The media and entertainment industry will see a heightened focus on sustainability in 2024. While this subject has been a major talking point in recent times, we expect companies to go beyond mere discussion and start implementing sustainability initiatives more seriously. Global operators are aiming for carbon footprint neutrality, and their commitments are increasingly influencing the entire supply chain (GHG Protocol Scope 3), with regulation expected soon.

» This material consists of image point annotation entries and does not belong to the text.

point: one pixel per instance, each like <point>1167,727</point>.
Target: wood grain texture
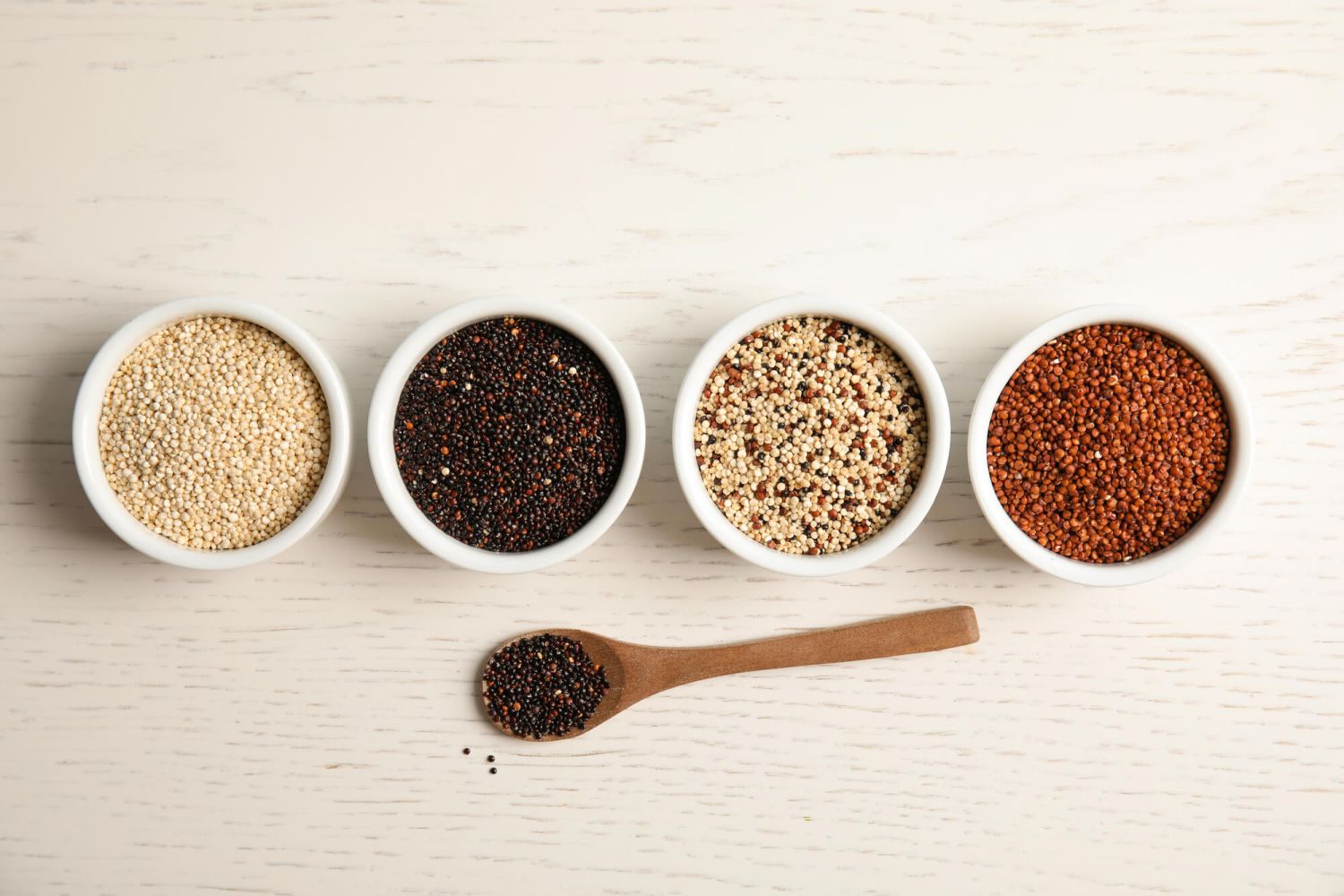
<point>969,167</point>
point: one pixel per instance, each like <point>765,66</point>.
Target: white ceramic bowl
<point>935,452</point>
<point>382,419</point>
<point>1185,548</point>
<point>89,409</point>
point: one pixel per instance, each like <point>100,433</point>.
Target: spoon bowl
<point>634,670</point>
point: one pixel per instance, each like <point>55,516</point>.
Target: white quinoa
<point>811,435</point>
<point>214,433</point>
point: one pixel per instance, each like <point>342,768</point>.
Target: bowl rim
<point>935,452</point>
<point>1202,532</point>
<point>88,411</point>
<point>382,417</point>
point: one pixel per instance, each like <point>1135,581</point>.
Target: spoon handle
<point>892,637</point>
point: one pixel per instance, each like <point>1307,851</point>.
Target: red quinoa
<point>1107,444</point>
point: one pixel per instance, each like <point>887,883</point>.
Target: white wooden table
<point>969,167</point>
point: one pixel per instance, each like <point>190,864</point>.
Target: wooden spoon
<point>634,670</point>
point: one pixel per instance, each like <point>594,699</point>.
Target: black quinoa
<point>510,435</point>
<point>543,685</point>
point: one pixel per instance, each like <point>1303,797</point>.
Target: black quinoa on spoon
<point>510,435</point>
<point>543,685</point>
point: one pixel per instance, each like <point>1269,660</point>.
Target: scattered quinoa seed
<point>811,435</point>
<point>214,433</point>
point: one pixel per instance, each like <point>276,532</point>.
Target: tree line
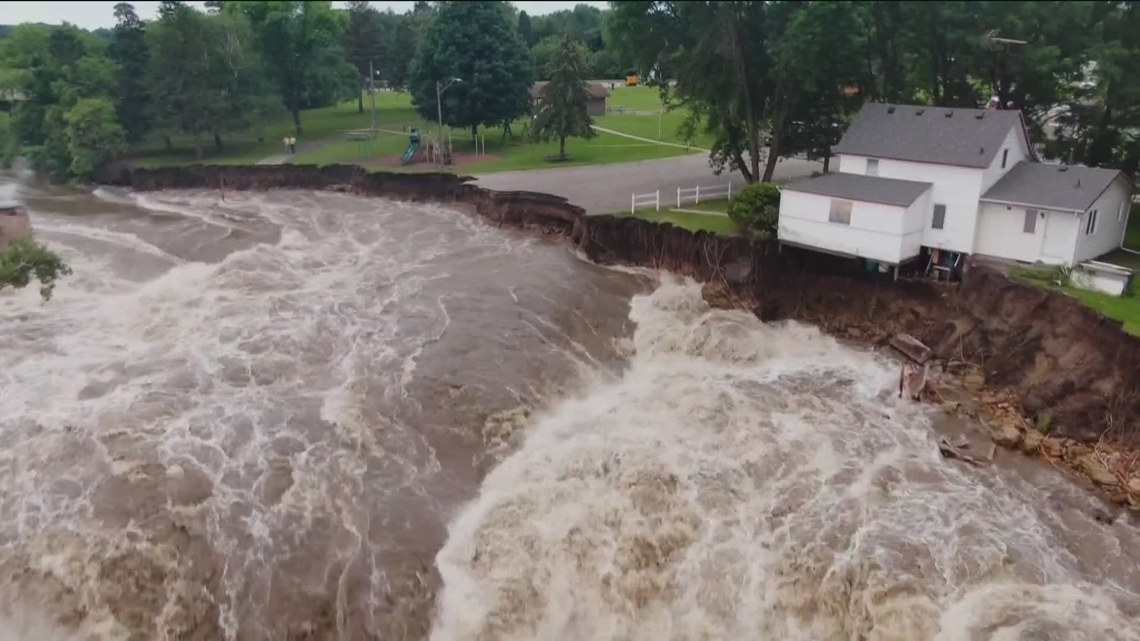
<point>789,75</point>
<point>764,80</point>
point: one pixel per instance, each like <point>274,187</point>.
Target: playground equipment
<point>409,154</point>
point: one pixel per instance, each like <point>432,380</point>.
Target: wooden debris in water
<point>954,452</point>
<point>911,348</point>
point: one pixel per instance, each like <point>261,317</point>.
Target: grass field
<point>691,221</point>
<point>325,139</point>
<point>1125,309</point>
<point>637,111</point>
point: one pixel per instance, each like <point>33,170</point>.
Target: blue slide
<point>410,153</point>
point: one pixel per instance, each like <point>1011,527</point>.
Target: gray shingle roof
<point>865,188</point>
<point>902,132</point>
<point>1051,186</point>
<point>595,89</point>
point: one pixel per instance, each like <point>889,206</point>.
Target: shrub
<point>756,210</point>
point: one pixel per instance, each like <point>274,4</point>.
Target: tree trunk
<point>742,168</point>
<point>294,107</point>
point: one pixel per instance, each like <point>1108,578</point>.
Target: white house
<point>936,184</point>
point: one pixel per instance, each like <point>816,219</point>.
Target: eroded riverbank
<point>1049,364</point>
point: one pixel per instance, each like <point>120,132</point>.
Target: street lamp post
<point>439,106</point>
<point>372,89</point>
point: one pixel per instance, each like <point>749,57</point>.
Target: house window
<point>1031,221</point>
<point>939,217</point>
<point>840,212</point>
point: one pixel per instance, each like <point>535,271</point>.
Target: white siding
<point>1109,226</point>
<point>885,233</point>
<point>1015,142</point>
<point>957,187</point>
<point>1001,233</point>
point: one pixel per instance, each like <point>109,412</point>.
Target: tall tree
<point>564,100</point>
<point>363,43</point>
<point>526,30</point>
<point>827,89</point>
<point>300,43</point>
<point>717,53</point>
<point>475,43</point>
<point>129,51</point>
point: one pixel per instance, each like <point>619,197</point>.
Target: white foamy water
<point>251,418</point>
<point>751,481</point>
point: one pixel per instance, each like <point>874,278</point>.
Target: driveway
<point>607,188</point>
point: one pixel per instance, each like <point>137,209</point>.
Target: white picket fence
<point>645,200</point>
<point>695,194</point>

The M&E industry is undergoing significant transformations that will impact the future of television. Key trends to watch include the pervasive influence of generative AI (Gen AI) and large language models (LLMs) throughout the video supply chain, the growing prevalence of multicloud and hybrid cloud deployments by video service providers, rising cybersecurity threats and the use of deepfakes, new content monetization techniques, and a growing emphasis on sustainability. As video service providers navigate these trends, AI- and ML-driven technology innovations will empower them to amplify productivity, improve viewer engagement, boost monetization, and protect their content.  


Dror Mangel

Dror Mangel is Vice President of TV Products and Solutions at Viaccess-Orca. An expert in data-driven solutions, Dror has extensive experience guiding products from ideation to market launch. He holds a bachelor’s degree in industrial engineering from Technion – Israel Institute of Technology and an MBA from Tel Aviv University.